Including adequate protein in the diet is key for maintaining muscle mass, supporting immune function, and keeping us satiated. At home, I tend to focus on lean proteins like eggs, seafood, lean ground turkey, and tons of legumes. Since seafood can get pricey, I’m all about tinned fish like sardines, which are packed with hard-to-find dietary vitamin D, as well as anti-inflammatory omega-3 fatty acids.
Pro tip: If you consume animal products, aim to eat fish three to four times a week to get the optimal health benefits from seafood.

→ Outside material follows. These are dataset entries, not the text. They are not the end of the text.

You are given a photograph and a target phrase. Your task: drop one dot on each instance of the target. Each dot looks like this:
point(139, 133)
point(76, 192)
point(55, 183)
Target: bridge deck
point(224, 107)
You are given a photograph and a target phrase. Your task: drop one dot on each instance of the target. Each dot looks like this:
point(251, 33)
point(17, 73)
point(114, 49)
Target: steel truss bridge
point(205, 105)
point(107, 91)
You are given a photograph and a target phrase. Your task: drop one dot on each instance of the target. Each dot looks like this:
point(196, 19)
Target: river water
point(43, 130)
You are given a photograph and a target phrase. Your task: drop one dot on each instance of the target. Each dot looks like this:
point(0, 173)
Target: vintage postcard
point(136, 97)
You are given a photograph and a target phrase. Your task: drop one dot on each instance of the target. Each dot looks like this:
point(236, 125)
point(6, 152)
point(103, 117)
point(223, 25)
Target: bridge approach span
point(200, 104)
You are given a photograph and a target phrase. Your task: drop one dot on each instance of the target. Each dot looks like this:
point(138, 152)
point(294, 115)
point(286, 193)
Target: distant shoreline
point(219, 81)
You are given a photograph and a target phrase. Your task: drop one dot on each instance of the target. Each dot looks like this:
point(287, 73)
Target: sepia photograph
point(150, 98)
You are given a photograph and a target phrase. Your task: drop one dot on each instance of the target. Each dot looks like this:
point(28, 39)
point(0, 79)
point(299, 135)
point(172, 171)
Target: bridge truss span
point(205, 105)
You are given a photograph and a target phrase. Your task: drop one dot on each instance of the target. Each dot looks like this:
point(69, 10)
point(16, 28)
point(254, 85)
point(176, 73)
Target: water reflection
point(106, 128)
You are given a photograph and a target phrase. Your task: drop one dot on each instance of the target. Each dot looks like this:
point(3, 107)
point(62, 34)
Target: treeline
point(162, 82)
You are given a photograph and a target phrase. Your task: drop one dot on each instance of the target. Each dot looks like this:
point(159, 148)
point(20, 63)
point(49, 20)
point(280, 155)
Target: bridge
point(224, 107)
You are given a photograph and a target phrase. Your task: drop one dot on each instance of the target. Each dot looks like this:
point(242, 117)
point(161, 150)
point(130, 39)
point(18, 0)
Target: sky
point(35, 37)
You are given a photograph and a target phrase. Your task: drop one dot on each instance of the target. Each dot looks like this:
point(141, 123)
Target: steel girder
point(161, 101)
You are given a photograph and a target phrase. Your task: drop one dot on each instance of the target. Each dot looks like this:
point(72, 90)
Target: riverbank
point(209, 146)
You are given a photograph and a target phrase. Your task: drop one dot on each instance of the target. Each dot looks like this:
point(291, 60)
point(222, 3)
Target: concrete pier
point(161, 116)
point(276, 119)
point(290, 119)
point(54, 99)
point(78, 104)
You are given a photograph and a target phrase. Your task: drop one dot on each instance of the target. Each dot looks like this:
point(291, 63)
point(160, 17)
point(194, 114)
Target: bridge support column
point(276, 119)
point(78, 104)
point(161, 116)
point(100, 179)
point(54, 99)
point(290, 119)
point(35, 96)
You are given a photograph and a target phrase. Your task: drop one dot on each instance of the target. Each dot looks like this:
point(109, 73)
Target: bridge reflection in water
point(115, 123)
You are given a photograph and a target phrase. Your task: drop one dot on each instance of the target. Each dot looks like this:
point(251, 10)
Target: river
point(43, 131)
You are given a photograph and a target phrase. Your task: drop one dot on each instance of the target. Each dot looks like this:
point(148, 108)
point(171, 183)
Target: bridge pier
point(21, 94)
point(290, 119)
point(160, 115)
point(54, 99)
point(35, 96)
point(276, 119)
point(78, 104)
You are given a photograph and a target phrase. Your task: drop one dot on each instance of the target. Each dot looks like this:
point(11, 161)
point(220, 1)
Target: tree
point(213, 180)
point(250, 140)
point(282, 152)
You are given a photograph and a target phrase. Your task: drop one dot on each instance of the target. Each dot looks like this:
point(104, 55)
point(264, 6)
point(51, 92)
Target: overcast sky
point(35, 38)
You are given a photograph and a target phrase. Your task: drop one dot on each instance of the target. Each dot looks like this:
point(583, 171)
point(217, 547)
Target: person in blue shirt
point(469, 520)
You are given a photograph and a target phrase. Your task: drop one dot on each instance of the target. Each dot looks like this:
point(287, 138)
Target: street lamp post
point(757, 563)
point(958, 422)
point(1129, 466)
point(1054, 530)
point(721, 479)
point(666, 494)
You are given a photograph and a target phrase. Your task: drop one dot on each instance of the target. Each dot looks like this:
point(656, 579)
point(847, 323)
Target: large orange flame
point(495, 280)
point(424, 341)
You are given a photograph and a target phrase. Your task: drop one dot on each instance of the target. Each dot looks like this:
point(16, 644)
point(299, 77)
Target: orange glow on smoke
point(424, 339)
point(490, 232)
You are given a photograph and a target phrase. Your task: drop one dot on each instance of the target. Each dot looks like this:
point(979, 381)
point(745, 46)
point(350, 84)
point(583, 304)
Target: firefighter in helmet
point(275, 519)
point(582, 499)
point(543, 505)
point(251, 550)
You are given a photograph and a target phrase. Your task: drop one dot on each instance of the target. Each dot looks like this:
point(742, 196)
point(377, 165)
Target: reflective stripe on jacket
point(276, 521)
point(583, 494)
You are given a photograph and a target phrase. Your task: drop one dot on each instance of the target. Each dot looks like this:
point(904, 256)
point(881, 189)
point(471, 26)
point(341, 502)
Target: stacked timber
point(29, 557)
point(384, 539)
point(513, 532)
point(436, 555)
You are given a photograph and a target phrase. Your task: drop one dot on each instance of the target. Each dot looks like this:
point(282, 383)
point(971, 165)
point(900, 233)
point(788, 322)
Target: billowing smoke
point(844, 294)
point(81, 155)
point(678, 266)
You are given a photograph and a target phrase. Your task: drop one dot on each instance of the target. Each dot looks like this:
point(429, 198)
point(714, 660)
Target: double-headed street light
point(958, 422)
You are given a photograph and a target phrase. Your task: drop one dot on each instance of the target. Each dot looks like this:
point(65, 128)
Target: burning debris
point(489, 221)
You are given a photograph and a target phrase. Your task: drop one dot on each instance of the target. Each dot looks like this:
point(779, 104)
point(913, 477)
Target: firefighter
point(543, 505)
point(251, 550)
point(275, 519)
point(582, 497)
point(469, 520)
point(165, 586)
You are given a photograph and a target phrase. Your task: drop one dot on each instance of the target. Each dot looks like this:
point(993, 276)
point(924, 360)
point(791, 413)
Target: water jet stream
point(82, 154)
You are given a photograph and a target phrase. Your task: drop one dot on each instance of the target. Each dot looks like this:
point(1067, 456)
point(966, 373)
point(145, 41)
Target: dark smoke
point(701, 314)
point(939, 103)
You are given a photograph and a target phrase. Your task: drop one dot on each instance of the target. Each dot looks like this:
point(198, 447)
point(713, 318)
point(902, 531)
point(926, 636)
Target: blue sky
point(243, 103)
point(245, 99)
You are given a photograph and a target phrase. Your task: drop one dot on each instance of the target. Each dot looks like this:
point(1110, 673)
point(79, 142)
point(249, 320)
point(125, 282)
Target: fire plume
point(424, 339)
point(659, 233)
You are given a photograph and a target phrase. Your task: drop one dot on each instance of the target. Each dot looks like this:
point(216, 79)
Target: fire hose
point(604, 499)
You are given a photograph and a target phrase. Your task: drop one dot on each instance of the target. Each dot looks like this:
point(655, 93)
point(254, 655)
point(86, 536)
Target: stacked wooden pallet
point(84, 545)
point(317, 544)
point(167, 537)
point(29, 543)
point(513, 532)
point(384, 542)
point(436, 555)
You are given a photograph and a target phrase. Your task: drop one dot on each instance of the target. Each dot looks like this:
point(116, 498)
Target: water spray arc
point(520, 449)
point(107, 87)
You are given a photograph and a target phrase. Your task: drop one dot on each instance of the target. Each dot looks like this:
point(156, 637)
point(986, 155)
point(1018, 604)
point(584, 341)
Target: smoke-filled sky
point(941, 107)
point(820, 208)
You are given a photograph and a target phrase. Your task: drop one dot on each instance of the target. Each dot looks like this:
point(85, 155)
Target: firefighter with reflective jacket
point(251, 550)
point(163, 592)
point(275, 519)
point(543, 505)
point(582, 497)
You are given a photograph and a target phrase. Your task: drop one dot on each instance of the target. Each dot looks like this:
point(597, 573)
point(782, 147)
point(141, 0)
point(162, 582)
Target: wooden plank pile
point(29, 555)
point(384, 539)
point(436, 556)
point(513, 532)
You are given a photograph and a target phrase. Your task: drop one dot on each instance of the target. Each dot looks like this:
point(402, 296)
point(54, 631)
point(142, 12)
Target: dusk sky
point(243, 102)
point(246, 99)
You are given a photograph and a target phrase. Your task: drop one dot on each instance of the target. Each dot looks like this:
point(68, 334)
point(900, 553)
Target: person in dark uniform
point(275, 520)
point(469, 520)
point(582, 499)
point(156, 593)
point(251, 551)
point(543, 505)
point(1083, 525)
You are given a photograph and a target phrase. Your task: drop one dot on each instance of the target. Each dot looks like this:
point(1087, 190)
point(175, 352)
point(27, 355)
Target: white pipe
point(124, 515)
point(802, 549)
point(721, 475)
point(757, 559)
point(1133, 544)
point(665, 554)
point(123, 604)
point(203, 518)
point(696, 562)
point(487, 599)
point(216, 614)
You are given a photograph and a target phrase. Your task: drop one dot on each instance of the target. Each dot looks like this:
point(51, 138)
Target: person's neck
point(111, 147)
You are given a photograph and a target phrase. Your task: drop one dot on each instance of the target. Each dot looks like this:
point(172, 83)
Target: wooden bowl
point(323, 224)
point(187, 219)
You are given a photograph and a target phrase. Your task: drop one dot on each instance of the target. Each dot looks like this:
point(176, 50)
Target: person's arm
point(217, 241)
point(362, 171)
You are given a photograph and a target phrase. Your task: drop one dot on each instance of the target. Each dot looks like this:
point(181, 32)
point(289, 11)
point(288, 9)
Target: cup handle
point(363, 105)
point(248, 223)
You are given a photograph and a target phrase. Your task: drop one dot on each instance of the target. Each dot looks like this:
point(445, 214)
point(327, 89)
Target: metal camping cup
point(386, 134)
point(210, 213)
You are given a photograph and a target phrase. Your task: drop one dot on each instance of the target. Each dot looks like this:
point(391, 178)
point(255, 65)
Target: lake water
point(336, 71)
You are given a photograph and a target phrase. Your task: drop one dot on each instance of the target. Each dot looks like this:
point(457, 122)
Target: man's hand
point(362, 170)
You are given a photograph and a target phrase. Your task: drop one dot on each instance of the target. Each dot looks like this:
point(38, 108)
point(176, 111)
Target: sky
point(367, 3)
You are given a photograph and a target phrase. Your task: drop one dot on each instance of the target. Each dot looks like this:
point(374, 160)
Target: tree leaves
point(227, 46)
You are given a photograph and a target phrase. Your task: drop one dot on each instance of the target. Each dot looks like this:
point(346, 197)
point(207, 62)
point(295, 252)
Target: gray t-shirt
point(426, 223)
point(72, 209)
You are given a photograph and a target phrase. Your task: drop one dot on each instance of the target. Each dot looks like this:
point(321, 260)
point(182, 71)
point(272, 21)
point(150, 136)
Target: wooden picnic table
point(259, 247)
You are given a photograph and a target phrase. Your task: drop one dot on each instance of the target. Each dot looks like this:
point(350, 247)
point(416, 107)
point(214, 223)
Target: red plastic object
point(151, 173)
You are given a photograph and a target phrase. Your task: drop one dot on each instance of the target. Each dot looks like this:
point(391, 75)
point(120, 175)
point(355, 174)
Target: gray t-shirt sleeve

For those who are canned tuna lovers, go for skipjack tuna (the variety is lowest in mercury) and keep your tuna intake to a max of once weekly.
Don’t fear fat. The filling macronutrient is a secret weapon for everything from improved heart health to fewer cravings. Just make sure you’re opting for nourishing sources of fat, like nuts and nut butters, seeds, avocado, fish, and anti-inflammatory oils like olive and avocado oil.
Another favorite source of fat? Lavva’s unique base: pili nuts. High in healthy fats and low in carbs, pili nuts lend Lavva’s products an ultra creamy texture that can help keep you full for a whole lot longer than a 0% alternative.
I never fail to buy Lavva’s Chocolate Plant Milk, which I’ll foam and add to my morning coffee or use as the base of a smoothie. Lavva’s Vanilla Yogurt is another go-to for me. I like throwing in some hemp seeds, fresh fruit, and a sprinkle of crunchy granola for a delicious start to the day.
Pro tip: Warm up a cup of Lavva’s Chocolate Plant Milk before bed to wind down for the evening. It’s the ultimate grown-up hot chocolate — sans the sugar crash.
This just in: carbs are not, in fact, the enemy. Our bodies require glucose, the breakdown product of carbohydrates, for fundamental fuel. Yes, fruits and vegetables are technically carbs, but it’s a-ok to incorporate starches like whole grains and bread, as well.
Here are some options I love:
- Sprouted whole wheat bread or wraps – High in gut-friendly fiber
- Corn tortillas – Look for a brand that makes its product solely from non-GMO corn, lime juice, and water
- Whole grains – Brown rice, quinoa, farro, and organic oats are all solid picks
- Legume-based noodles, like chickpea or black bean pasta
Pro tip: Contrary to popular belief, all types of potatoes offer important antioxidants. White potatoes provide an impressive amount of vitamin C, while sweets serve up beta-carotene. You’ll also get fiber from both thanks to their skin. Try roasting a Japanese sweet potato (AKA satsumaimo) with cinnamon and topping it with a drizzle of drippy tahini. It’s the dreamiest.
I’m a sucker for fun products, so you’ll usually find at least one new-to-me product in my shopping cart, like the matcha green tea noodles and pineapple Spindrift pictured above.
Something sweet is also a non-negotiable in my weekly grocery haul. I always have goods on hand for refined sugar-free treats (like medjool dates stuffed with mixed nut butter and a bit of sea salt), but you’ll find some brownie fudge ice cream in my freezer too. After all, balance is best.